ALIF (Anterior Lumbar Interbody Fusion):

Often, patients may have a problem with degenerative disc disease on only one vertebral level which means there isn’t a great deal of spine instability, in these cases, surgeons may perform an ALIF which uses an anterior (or front) approach through the abdominal area to completely remove the damaged disc.

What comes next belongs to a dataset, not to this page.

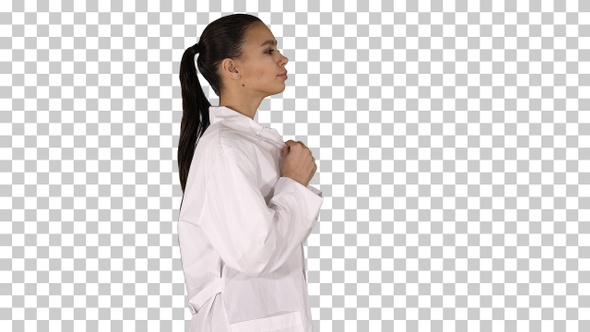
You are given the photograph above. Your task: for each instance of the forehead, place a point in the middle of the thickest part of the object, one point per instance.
(257, 34)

Upon removal, the space is filled with bone to achieve a spinal fusion (sometimes more stability will be ensured by using a cage or another medical device as well). The significant advantage with an ALIF is that the abdominal muscles run vertically and are easily retracted; therefore, they do not have to be dissected. Additionally, with an ALIF the back muscles and nerves remain undisturbed.

Artificial Cervical Disc Replacement:

Cervical disc arthroplasty, sometimes known as Mobi-C surgery, is a very specialized disc replacement surgery designed to replace up to two levels of damaged discs in the neck (cervical spine) while preserving natural range of motion and function, and providing a shorter postsurgical recovery. This procedure removes the diseased disc between the bones and replaces it with a mechanical disc device that mimics the function of the disc. The benefit of an artificial disc is that it retains the natural rotation of the vertebrae in the neck, which would otherwise be locked together in a traditional spine fusion surgery. By preserving motion, this lessens the risk that other adjacent segments break down as well.

SI Joint Fusion

This is a minimally invasive surgical procedure that utilizes the Mazor Robotics system to fuse and stabilize the SI (sacro-iliac) Joint, linking the pelvis to the lowest part of the spine. This quick treatment only requires the implantation of two hollow, threaded cages across the SI joint. The design of the device allows for bone grafting material to be delivered into the area at the time of treatment which helps to ensure fusion success. The GNI system also allows for the incision to be made posterior rather than lateral which allows for easier access in delivering the device while also avoiding the muscle mass found in the patient’s buttocks.